Part of the problem appears to be ignorance of and denial about Iran's role in the country. Al-Muhandis "is a designated terrorist," he notes, but "anytime I ask a State Department official, defense official or intel official, that stumps them. That shouldn't be the case." High turnover among American officials dealing with Iraq contributes to the problem:
There's a new American every year. That's the benefit that these Iraqi politicians have ... they develop the playbook. ... There is no institutional knowledge that's being captured on the American side. ... So, it's very easy for the lucky politicians tied to Tehran to be able to tell new Americans in an English accent, ... '[We] just need more American money and more American training equipment and we'll get it sorted out in the future.' That's the tactic. To wait [it] out until you get the next American.
Half-measures aren't likely to be effective in Iraq. "I'm concerned that the West will be happy if there is another prime minister that appears to be moderate," says Pregent. "This status quo response ... is just not going to work with Iraqis this time as long as those individuals that I mentioned earlier still maintain power."

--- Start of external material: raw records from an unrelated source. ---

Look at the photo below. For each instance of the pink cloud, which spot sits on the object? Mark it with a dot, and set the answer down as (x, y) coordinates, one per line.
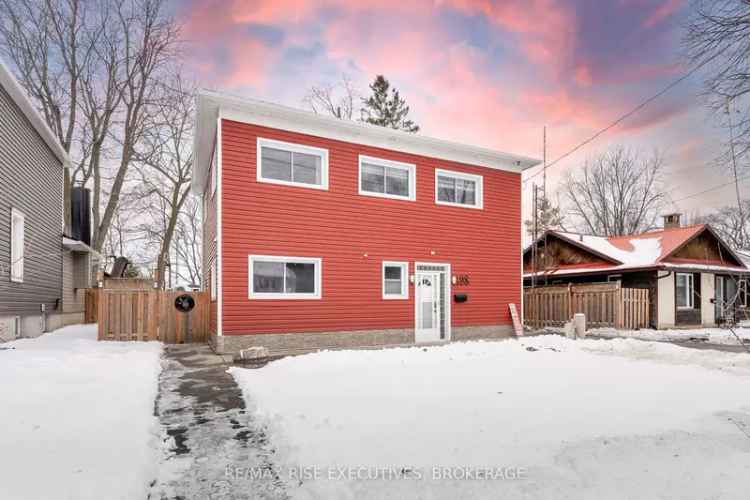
(666, 9)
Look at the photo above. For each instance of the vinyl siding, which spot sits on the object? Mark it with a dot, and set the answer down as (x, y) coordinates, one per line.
(353, 234)
(30, 181)
(209, 245)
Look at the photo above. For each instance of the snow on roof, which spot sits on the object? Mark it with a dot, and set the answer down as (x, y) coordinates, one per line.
(638, 251)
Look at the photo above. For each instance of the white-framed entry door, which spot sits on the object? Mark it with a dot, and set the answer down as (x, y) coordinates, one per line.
(432, 302)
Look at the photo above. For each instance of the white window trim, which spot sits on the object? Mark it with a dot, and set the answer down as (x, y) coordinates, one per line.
(316, 295)
(479, 193)
(294, 148)
(689, 290)
(17, 260)
(404, 280)
(409, 167)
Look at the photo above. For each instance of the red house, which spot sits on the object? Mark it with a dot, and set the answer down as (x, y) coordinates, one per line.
(326, 233)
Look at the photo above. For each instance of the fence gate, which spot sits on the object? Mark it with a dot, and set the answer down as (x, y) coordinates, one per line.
(152, 315)
(604, 304)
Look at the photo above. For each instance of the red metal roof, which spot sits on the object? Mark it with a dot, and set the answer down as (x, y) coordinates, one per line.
(671, 239)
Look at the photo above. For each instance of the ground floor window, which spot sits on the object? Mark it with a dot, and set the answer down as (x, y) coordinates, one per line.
(274, 277)
(685, 291)
(394, 280)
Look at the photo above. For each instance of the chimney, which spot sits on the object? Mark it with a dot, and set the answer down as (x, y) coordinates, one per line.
(80, 205)
(671, 221)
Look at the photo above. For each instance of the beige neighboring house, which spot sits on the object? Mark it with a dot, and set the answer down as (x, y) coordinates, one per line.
(45, 263)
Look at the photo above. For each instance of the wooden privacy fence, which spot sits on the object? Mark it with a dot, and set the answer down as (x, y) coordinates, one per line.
(604, 304)
(151, 315)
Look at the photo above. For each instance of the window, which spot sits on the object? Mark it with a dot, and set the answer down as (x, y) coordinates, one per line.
(292, 164)
(387, 179)
(395, 280)
(684, 291)
(742, 298)
(214, 278)
(17, 229)
(284, 277)
(458, 189)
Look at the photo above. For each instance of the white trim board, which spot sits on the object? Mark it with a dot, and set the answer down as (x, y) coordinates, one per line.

Specifically, the U.S. "should name those individuals in Iraq in charge of the Ministry of the Interior through [Amiri's] Badr Corps, and also the militias" and expand its Authorization for Use of Military Force (AUMF) to include the IRGC and its proxies. "It doesn't mean we have to start targeting them, but the message would be loud and clear," says Pregent.

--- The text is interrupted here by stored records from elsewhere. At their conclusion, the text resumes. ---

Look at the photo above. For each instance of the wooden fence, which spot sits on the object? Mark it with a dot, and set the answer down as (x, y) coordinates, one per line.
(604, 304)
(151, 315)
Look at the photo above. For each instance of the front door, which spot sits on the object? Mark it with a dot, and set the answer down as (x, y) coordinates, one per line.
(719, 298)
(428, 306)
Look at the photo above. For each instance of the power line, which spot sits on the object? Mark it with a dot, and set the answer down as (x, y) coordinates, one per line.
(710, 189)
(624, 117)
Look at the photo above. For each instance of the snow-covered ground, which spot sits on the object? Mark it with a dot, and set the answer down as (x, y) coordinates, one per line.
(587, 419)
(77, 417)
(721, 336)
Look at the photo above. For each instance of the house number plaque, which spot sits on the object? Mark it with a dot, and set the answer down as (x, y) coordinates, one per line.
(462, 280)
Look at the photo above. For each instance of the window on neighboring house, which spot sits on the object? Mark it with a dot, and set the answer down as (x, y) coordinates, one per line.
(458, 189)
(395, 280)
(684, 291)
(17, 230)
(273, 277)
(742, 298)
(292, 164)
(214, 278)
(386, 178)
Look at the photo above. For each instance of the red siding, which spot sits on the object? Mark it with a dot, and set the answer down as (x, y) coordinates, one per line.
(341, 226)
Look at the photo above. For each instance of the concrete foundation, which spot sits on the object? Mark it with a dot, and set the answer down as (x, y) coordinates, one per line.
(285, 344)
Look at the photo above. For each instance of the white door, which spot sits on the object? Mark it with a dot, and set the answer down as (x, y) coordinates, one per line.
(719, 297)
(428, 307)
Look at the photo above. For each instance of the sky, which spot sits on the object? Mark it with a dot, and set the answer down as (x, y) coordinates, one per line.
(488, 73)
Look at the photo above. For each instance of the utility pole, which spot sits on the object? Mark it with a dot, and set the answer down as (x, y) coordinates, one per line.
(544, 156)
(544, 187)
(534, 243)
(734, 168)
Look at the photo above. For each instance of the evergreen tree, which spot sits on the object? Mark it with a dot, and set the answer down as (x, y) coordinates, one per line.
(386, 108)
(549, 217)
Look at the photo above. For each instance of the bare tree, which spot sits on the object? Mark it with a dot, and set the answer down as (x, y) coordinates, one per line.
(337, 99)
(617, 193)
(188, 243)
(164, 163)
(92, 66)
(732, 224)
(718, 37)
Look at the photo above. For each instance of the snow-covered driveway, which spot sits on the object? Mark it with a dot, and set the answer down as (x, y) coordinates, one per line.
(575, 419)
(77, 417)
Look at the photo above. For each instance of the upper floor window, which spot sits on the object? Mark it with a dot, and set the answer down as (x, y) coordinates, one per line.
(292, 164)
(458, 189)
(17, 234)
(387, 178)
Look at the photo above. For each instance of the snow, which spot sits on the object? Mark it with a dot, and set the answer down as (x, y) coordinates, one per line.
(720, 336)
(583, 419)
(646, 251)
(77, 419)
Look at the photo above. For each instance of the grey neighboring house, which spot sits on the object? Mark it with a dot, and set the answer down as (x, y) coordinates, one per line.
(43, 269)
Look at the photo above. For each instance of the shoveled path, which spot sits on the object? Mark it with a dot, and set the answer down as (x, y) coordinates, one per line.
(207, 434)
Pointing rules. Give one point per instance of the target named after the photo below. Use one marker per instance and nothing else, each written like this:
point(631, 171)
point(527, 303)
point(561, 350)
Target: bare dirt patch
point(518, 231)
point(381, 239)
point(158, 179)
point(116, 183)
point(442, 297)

"You have to do more than just say you're behind something."
Pregent suggests that, without further action, mere rhetorical support for those resisting Iran could do more harm than good. "Anything that allows Tehran to say, 'This is an Israeli, Saudi, U.S. operation to back saboteurs,' is something we should stay clear of." He cited the example of Venezuelan opposition leader Juan Guaido, who declared the establishment of an interim government earlier this year that gained widespread diplomatic support from the West, but little else. "[W]hen Guaido came to our attention. We said 'we support Guaido.' We thought that would be enough." But Guaido's campaign to oust President Nicolas Maduro has since faltered. "You have to do more than just say you're behind something."
Pregent emphasized the unique strategic opportunity to counter Iran's pursuit of regional hegemony by disrupting a critical link in its much-vaunted land bridge from Tehran to Lebanon. "The best thing about that land bridge is ... protesters are occupying it in Iraq," and "the people that are protesting are willing to die for change."
Marilyn Stern is the producer of Middle East Forum Radio.